My mother had three daughters – Ginny, Judy, and Natalie. To my knowledge, during our childhood we never worried about Mom or Dad loving one of us more than they loved the other two. It never entered our minds that they might have a favorite.

Sure, I was the eldest. That might make some people think that my parents loved me the best because I was first. Or, perhaps they loved Judy (the middle sister) best because she was smarter. Or, maybe they loved baby sister Natalie the best because she was so cute and had a personality "plus." None of that was true. Mom and Dad loved us all the same.

How do I know that?
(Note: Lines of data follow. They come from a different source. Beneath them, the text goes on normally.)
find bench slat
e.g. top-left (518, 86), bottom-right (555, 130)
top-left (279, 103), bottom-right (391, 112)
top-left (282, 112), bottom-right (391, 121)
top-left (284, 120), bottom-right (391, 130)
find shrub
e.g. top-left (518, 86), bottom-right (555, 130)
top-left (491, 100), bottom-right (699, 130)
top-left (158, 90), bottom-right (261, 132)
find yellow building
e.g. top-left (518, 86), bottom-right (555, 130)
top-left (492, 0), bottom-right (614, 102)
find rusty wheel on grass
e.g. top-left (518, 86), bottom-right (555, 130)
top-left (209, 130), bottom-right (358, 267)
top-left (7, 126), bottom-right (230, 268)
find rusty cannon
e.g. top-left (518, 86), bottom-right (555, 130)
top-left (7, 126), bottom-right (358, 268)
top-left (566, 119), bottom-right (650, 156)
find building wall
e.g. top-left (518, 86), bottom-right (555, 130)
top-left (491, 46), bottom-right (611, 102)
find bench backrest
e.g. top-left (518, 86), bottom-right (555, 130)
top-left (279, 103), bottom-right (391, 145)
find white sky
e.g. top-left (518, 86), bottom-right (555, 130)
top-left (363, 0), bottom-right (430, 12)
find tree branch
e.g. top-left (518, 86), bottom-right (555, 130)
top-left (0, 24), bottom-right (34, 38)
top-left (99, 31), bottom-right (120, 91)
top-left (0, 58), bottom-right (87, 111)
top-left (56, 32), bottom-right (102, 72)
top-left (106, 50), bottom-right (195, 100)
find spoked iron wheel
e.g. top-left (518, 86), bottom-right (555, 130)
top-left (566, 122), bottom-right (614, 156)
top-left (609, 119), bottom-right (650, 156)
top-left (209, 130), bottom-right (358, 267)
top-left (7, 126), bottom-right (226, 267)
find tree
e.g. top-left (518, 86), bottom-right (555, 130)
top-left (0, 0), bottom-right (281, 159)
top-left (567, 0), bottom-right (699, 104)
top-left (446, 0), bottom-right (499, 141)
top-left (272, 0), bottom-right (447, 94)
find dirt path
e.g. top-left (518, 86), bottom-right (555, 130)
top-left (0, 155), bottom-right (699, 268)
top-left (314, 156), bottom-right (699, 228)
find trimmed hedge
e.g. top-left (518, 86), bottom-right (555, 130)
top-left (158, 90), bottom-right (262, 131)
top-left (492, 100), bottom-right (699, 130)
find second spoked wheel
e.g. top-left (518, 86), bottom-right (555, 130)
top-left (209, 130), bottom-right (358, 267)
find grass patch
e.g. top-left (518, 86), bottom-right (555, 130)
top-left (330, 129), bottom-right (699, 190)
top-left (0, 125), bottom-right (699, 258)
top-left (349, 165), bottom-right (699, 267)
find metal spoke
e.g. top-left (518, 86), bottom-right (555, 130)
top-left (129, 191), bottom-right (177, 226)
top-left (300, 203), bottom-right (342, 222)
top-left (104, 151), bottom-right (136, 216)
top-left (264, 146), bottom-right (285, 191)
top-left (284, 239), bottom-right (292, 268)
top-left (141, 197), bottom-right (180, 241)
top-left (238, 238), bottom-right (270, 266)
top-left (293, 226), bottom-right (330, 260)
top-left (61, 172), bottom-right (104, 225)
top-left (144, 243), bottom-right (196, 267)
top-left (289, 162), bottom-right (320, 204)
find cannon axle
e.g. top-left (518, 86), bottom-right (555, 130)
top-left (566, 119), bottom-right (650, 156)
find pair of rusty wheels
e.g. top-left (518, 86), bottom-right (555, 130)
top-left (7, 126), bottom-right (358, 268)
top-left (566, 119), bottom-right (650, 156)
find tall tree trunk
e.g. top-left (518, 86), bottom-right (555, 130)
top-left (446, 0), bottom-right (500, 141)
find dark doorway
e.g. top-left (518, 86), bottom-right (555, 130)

Because we were all treated exactly the same way- most of the time.

However, there were times when a certain amount of favoritism was shown. When one of us was sick, she got extra attention. If one of us had a special award or honor, her star shone brighter. If Ginny needed to move home after her divorce, there was room for her. If Judy needed help with a car payment or Natalie had to have black dresses purchased in order to fulfill the requirements of a job, Mom and Dad could be counted on.

The funny thing was –at that time of our lives, we girls weren't jealous of each other. We loved each other so much that the differences in our "needs" didn't get in the way. When one of us won an award or had something nice happen to her, we all celebrated. If someone did something nasty to one of our sisters, we family members stood side by side. Our loyalty went unquestioned.

Funny thing. Our parents always seemed to know just how to treat us so that we never felt jealous or threatened. In some families, one child might be envious of what other children in the family receive. Sometimes parents encourage this jealousy if they blatantly show favoritism – buying more gifts for one child or treating one child differently than the rest. Nothing can drive a wedge between siblings faster than a sense of unfairness.

One mother came into my office when I was an elementary principal. She had her two children with her, but she had come in to talk about the oldest one, who was having academic difficulties. She said, "Johnny (the elder boy) is the one who takes after his father. He got all the stupid genes." The younger boy laughed at that and said to me "I'm on the honor roll." Curbing my immediate instinct to slap the little whippersnapper, I

turned to his older brother, put his arm around his shoulder and said, "What can I do to help you?" He gave a shy smile and said, "Give me some smart genes."

That was a case of rampant favoritism. Perhaps the poor kid had been told for so long that he was dumb that his schoolwork began to show it. Even though he loved his younger brother, I'm sure, it was probably very hard for him to not feel jealous. Poor parenting in that case.

If you have one or 20 children (or grandchildren), loving them is a must. Loving them all the same is a challenge.